Denize açılan sardunya kokulu sokaklarda dolaşırdım, dilimde incecik bir türkü. Bakışlarım yanardı denizin turkuazından, martılar kanat kanat yosun kokusu doldururdu kucağıma. Yakamozlara bulanırdı çıplak tenim. Lacivert gecelerde kaybolurdum, dolunaylar bulurdu beni, ne güzel. Sonra, zaman arkamdan yok olup gitti yavaşça, hiç hissettirmeden. Bak, baharları mimoza kokan ellerinle yaptığın tazecik salataları hatırladım birden. Şimdiyse yıldız çiçekleri kokuyorum hafif kekremsi. Nedense hep yere bakarak yürürdün, o zaman kendini görünmez sanırdın belki de. Mevsimlere görünürdün ama, renkler, kokular nasıl da etkilerdi seni. Kış bembeyaz bulutların yeryüzüne atlayıvermesiydi sence, kar kokusu tertemiz bir nefesti, hele ilk yağdığında. Uçuş uçuş renklerdi ilkbahar, kelebeklerin ipecik kanatları gibi, pembeler, eflatunlar, filizi yeşillerdi. ‘Bütün bu çiçek çiçek kokuları cebime dolduruversem’ Derdin, ‘Çıkarıp çıkarıp koklasam.’ Yazın o parlak capcanlı, sımsıcak turuncusu bütün renkleri soldururdu, yaban yaban, kurumuş ot kokardı yaz, bir de yasemin. Güz sarıydı hiç tartışmasız, kenarından, köşesinden azıcık kahverengi, turuncu sızardı içine, ‘Sonbahar ıslak ıslak kokar’ Derdin, ‘insanın içini acıtan.’ Her mevsim gitmek isterdin, hep uzaklara, çok uzaklara, olmadı, gidemedin. Hayat görünmez ipleriyle bağladı seni, hep kaldın.
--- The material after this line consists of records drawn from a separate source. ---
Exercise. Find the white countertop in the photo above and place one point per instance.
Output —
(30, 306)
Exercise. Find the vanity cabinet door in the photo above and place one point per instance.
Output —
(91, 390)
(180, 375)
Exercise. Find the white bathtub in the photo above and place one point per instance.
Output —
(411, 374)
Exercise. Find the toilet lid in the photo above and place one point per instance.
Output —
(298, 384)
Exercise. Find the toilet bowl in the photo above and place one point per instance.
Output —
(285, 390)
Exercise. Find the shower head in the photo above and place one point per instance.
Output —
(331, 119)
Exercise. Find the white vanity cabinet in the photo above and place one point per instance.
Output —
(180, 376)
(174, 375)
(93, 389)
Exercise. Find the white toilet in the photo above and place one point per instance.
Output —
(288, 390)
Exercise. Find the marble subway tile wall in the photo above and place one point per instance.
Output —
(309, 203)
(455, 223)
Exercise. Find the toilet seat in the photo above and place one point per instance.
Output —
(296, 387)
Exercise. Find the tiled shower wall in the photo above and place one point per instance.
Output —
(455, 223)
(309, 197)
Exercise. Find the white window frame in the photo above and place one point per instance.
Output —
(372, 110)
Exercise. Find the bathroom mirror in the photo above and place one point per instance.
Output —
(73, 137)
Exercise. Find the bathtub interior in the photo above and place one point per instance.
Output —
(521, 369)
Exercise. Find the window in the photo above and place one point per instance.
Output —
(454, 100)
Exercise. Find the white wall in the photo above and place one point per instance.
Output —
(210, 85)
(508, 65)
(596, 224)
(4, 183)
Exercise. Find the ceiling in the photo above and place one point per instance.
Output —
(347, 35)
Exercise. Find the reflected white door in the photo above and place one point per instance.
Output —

Yollar girerdi düşlerine, uzun yollar, geri dönülmeyen, durmadan giden yollar.
Şimdilerde yolum nereye çıkacak düşünemiyorum, yazlara çıksa keşke, sıcacık yazlara. Üzerimde efil efil etekleri uçuşan havai eflatun bir elbise olsa, toz pembe puanlı, saçlarımdaysa inci çiçekleri. Neden inci çiçekleri bilmiyorum, içimden öyle geliyor. Çıplak ayaklarımla usulca bassam begonvillerin mor gölgelerine. Bileğimde şıkır şıkır bir halhal olsa, ben yürüdükçe minicik zilleri şıngırdayan, durunca susuveren. Yürüsem, yürüsem şıngır şıngır, yüreğimde masmavi mineler açsa sevinçten.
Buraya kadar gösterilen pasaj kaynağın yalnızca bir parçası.